Enrollment at West is likewise projected to drop 7 percent, from 1,732 next school year to 1,1606 in 2023-24, while the number of full-time equivalent positions at the school is projected to decrease from 121 next year to 111 in 2023-24.
Enrollment at PMSA, meanwhile, is projected to increase 9.5 percent, from 877 next school year to 960 in four years, while the number of full-time equivalent positions at the school is projected to increase from 54 next school to 60 in 2023-24.
Total enrollment across the district is projected to decline 4 percent, from 4,169 next school year to 4,011 in four years, while the number of full-time equivalent positions in the district is projected to decrease from 289 to 282 in 2023-24.
Based on existing collective bargaining agreements with the district’s three unions, annual salary increases for faculty and all other staff are projected to grow at 3 percent and 2 percent, respectively, for the next five fiscal years. Annual employee benefits are projected to increase by 5 percent for fiscal year 2020-21, and 6 percent for the following three fiscal years. The district’s payments to the Illinois Municipal Retirement Fund are projected to be “relatively flat,” officials said.

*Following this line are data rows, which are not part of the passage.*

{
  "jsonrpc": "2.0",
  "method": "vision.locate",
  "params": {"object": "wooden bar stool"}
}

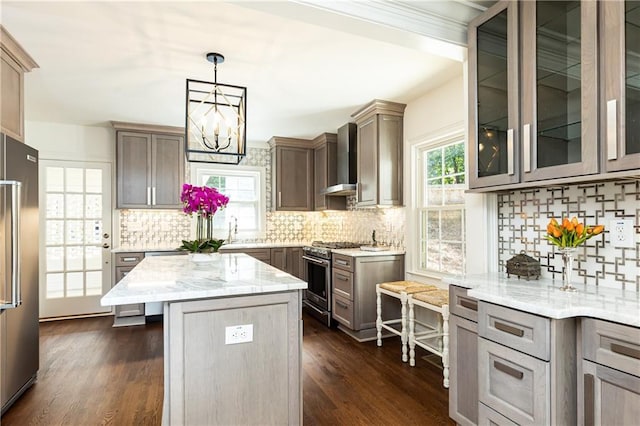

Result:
[376,281,438,362]
[408,289,449,388]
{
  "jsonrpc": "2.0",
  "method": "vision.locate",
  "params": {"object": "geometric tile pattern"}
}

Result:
[498,180,640,291]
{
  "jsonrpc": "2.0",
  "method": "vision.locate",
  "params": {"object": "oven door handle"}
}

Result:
[302,256,329,266]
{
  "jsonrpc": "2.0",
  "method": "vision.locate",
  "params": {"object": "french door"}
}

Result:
[40,160,111,318]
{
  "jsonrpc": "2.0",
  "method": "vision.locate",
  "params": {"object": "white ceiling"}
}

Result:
[0,0,491,143]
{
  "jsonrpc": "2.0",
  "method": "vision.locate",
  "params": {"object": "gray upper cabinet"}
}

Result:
[0,25,38,142]
[468,1,520,188]
[114,123,185,209]
[520,1,598,181]
[352,99,406,207]
[600,1,640,172]
[313,133,347,210]
[269,137,314,211]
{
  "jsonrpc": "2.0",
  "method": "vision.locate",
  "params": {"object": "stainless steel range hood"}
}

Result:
[320,123,357,197]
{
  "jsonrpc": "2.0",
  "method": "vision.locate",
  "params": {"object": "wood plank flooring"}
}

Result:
[1,317,454,426]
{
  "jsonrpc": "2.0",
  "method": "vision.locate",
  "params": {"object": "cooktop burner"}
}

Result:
[311,241,362,249]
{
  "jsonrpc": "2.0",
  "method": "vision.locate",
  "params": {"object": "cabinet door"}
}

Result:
[599,1,640,171]
[0,51,24,142]
[377,114,403,206]
[275,146,313,211]
[357,116,378,206]
[116,132,151,209]
[151,135,185,209]
[449,315,478,426]
[468,1,520,188]
[578,360,640,426]
[520,1,598,181]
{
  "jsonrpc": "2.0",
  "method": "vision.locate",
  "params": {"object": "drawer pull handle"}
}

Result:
[611,343,640,359]
[458,298,478,311]
[493,361,524,380]
[336,300,349,309]
[584,374,595,426]
[493,321,524,337]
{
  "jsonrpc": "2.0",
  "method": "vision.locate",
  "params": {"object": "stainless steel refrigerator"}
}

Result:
[0,134,40,414]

The Financial Plan’s “operational goals’ are to manage resources at the district based on class size target ratios of 30:1 at PMSA and 25:1 at East and West.
According to the plan, the district is on track to accumulate approximately $77 million for capital improvement projects by the end of fiscal year 2024. An additional $25 million in bonding capacity could be possibly by fiscal year 2025, officials said.
The plan also projects annual fund balance surpluses ranging between $4 million and $6 million through fiscal year 2024, when the year-end balance is projected to be around $32.3 million — 36 percent of expenditures for that year.
The Financial Oversight Panel (FOP), a state-appointed advisory body that has overseen the district’s finances since 2009, had recommended that the school board implement the 5-year Financial Plan if it ever wanted the FOP to dissolve.
During the April 9 meeting, board member Sam Valtierrez asked Rodriguez if the FOP would exit the district now that the 5-year Financial Plan is in place.
“Are we done with the FOP?” Valtierrez asked.
“We had a conversation with the FOP at the last meeting, which is to be continued,” Rodriguez said on April 9, adding that the FOP is “impressed” with the plan and with the financial controls the district has in place.
“We did have conversations about a limited partnership,” Rodriguez said. “Perhaps we can sit down with the two boards and [think about] where we go from here. [The FOP] is interested in having the conversation with us about how the structure will look like in the future.”